What role did slavery play in the sugar industry?
The labor of enslaved Africans was integral to the cultivation of the cane and production of sugar. Slaves toiled in the fields and the boiling houses, supplying the huge amounts of labor that sugar required.
What is the history behind sugar?
The first chemically refined sugar appeared on the scene in India about 2,500 years ago. From there, the technique spread east towards China, and west towards Persia and the early Islamic worlds, eventually reaching the Mediterranean in the 13th century. Cyprus and Sicily became important centres for sugar production.
Where did sugar come from in the Middle Ages?
Sugar, a luxurious commodity, only appeared on their tables in the high Middle Ages. Sugar, like honey, has a multi-millenary history. Its cultivation originates from South-East Asia and was gradually introduced to the Persian Sassanid Empire, where sufficient irrigation for the canes allowed production.
What did slaves do on sugar plantations?
They sowed, tended and harvested the crop, and then worked to extract the juice from the sugar cane and boil and process the juice in order to turn it into sugar and molasses, and later they might work to distil some of the waste products into rum.
How many slaves were usually needed on a sugar plantation?
Over the decades, the sugar plantations began expanding as the transatlantic trade continued to prosper. In 1832, the median-size plantation in Jamaica had about 150 slaves, and nearly one of every four bondsmen lived on units that had at least 250 slaves.
Where was sugar cane most likely first grown by farmers?

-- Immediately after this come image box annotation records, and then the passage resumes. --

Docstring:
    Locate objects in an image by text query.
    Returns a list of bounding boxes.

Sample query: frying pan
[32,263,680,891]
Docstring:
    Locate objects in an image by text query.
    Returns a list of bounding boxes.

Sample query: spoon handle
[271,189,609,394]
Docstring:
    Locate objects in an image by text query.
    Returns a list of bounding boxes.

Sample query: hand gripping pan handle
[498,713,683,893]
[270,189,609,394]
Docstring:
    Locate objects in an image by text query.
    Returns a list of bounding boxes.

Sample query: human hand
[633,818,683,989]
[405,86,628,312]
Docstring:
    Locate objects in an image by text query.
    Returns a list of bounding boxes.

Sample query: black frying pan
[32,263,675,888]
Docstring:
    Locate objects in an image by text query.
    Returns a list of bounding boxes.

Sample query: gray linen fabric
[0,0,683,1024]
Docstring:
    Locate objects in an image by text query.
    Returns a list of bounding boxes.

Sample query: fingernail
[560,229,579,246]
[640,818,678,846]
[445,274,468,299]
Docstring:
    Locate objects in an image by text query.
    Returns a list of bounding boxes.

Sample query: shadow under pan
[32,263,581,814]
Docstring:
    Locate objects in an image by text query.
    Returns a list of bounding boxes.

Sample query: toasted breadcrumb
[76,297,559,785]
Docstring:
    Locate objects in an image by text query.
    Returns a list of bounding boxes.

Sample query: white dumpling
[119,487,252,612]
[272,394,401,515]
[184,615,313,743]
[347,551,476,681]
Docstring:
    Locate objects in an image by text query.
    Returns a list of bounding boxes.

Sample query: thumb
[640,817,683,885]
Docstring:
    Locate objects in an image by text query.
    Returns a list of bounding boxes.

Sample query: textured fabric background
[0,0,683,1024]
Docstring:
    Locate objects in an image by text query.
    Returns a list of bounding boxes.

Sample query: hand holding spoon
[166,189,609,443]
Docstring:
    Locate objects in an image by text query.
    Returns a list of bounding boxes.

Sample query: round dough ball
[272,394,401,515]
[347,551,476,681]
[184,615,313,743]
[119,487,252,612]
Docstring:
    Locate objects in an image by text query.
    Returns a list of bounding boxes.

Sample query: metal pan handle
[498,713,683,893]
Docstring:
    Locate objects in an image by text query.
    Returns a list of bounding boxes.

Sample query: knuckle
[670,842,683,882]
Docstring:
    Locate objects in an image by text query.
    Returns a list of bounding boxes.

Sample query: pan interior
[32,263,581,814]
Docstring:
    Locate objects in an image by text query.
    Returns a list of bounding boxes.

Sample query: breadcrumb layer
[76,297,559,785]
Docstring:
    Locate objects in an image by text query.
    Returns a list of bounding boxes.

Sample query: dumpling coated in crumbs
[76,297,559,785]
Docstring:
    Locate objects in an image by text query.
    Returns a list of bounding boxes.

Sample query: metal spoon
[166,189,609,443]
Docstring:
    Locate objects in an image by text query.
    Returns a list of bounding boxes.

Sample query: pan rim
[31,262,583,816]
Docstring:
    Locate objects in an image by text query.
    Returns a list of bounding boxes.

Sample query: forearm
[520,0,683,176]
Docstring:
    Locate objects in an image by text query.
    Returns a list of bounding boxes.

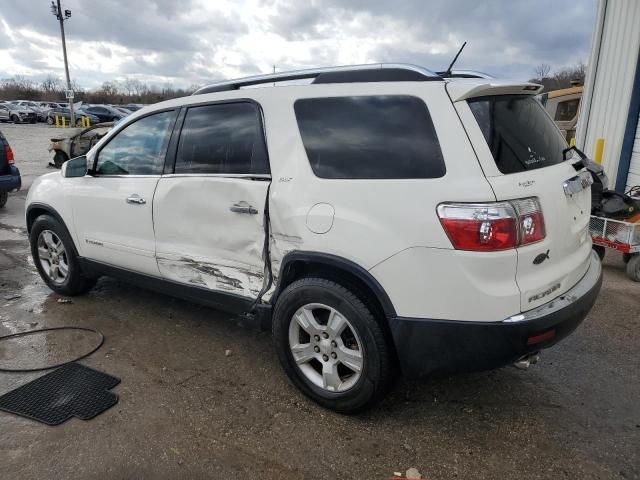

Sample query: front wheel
[29,215,95,295]
[273,278,391,413]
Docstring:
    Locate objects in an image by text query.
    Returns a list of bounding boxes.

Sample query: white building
[576,0,640,191]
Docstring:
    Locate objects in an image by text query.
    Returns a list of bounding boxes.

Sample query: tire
[273,278,392,413]
[53,154,69,168]
[29,215,96,296]
[591,245,607,261]
[627,253,640,282]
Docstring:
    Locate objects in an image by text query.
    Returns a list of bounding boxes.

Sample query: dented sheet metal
[157,257,264,297]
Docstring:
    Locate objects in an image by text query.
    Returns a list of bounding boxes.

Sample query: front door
[72,111,176,276]
[153,102,270,298]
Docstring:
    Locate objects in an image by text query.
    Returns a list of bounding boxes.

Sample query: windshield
[468,95,567,174]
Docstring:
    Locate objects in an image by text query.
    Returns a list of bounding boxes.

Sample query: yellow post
[593,138,604,165]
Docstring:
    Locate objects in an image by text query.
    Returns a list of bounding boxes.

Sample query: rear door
[456,94,591,311]
[153,101,271,299]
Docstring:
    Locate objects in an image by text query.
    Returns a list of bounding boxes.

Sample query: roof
[548,85,584,98]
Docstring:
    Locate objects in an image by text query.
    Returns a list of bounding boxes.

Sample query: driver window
[95,111,176,175]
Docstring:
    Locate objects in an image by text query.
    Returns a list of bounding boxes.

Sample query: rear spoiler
[447,80,544,102]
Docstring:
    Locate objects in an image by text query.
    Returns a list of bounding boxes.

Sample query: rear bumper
[389,252,602,377]
[0,166,22,192]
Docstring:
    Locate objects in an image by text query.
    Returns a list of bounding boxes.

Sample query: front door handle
[229,202,258,215]
[127,193,147,205]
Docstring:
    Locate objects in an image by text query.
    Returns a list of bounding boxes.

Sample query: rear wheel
[29,215,95,295]
[273,278,391,413]
[627,253,640,282]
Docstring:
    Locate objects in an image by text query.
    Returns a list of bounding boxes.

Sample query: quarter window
[294,95,445,179]
[96,111,176,175]
[554,98,580,122]
[175,102,269,174]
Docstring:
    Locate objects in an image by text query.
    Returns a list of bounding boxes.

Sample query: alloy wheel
[38,230,69,285]
[289,303,364,392]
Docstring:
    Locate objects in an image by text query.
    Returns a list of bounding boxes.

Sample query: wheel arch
[26,203,79,255]
[270,251,396,318]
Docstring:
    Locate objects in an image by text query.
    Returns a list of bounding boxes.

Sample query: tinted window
[294,96,445,179]
[554,98,580,122]
[96,112,175,175]
[469,95,567,173]
[175,103,269,174]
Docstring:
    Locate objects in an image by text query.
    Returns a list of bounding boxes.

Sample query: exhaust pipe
[513,353,540,370]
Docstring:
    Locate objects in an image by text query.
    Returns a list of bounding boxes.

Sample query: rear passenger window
[294,95,445,179]
[175,102,269,174]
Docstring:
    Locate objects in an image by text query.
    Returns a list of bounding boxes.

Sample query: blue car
[0,132,22,208]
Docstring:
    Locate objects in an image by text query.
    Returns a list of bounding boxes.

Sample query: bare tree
[534,63,551,80]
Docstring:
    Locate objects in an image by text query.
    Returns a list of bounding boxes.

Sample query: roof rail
[436,70,495,80]
[193,63,442,95]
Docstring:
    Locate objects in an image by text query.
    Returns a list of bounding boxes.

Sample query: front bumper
[0,165,22,192]
[389,252,602,377]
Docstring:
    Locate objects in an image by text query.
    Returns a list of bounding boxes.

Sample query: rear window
[294,95,445,179]
[468,95,567,174]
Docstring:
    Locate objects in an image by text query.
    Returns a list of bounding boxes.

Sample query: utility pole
[51,0,76,126]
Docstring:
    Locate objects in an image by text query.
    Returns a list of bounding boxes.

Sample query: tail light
[4,145,16,165]
[438,198,546,252]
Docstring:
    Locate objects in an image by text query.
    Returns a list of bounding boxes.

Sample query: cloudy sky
[0,0,596,88]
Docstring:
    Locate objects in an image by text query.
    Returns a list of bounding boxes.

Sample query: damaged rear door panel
[153,101,270,299]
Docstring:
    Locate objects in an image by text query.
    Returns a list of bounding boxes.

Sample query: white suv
[26,64,602,412]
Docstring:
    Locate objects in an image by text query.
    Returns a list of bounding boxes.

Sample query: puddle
[0,327,101,370]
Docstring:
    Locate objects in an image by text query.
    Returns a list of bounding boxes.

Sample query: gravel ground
[0,125,640,480]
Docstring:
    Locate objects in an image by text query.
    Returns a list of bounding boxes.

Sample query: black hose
[0,327,104,373]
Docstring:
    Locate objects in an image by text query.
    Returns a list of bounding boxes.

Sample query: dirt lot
[0,125,640,479]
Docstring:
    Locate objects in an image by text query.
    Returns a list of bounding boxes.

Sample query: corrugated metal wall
[576,0,640,187]
[627,118,640,188]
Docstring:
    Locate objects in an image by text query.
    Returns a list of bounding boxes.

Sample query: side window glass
[553,98,580,122]
[175,102,269,175]
[294,95,445,179]
[95,111,176,175]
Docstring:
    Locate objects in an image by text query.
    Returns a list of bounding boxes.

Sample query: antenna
[443,42,467,77]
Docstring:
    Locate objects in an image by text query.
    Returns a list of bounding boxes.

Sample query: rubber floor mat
[0,363,120,425]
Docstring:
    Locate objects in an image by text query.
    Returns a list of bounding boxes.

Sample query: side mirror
[62,155,87,178]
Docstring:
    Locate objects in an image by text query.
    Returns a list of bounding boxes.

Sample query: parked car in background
[84,105,126,122]
[13,100,47,122]
[540,86,583,142]
[0,132,22,208]
[123,103,144,112]
[0,103,38,123]
[47,107,100,127]
[48,122,113,168]
[26,64,602,413]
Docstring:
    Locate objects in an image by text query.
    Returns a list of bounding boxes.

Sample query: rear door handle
[229,202,258,215]
[127,193,147,205]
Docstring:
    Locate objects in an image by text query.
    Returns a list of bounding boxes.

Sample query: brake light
[438,198,546,252]
[4,145,16,165]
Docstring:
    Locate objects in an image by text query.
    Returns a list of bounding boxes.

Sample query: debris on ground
[405,467,422,480]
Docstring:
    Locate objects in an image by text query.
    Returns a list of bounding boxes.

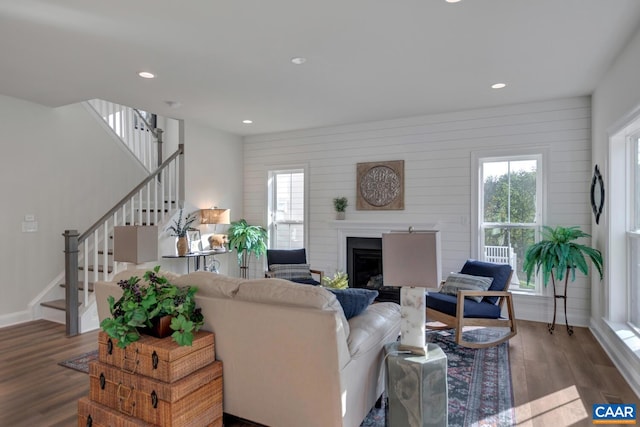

Early cultivation and refinement Sugar cane originated in New Guinea where it has been grown for thousands of years. Since about 1000 BC, the cultivation of sugar cane gradually spread across human migration routes to Southeast Asia and India and east into the Pacific.
How did the sugar industry change the world?
How Sugar Changed the World. Sugar, or White Gold, as British colonists called it, was the engine of the slave trade that brought millions of Africans to the Americas beginning in the early 16th-century. Profit from the sugar trade was so significant that it may have even helped America achieve independence from Great Britain.
Where was the first sugar factory in the world?
In 1801, under the patronage of King Frederick William III of Prussia (reigned 1797–1840), the world’s first beet sugar production facility was established in Cunern, Silesia (then part of Prussia). While never profitable, this plant operated from 1801 until it suffered destruction during the Napoleonic Wars (ca. 1802–1815).
Where did sugar cane grow in the 16th century?
In the 16th century, the center of sugar production began to shift to the Spanish-controlled Caribbean, first in Santo Domingo, and then to a smaller extent in Cuba and Puerto Rico. Christopher Columbus (l. 1451-1506) had introduced sugar cane to the region on his second voyage of 1493.
Why was sugar so important in the 19th century?
By the middle of the 19th century, more than 10 million Africans had been forcibly removed to the New World and distributed among the sugar plantations of Brazil and the Caribbean. During those three centuries, sugar was by far the most important of the overseas commodities that accounted for a third of Europe’s entire economy.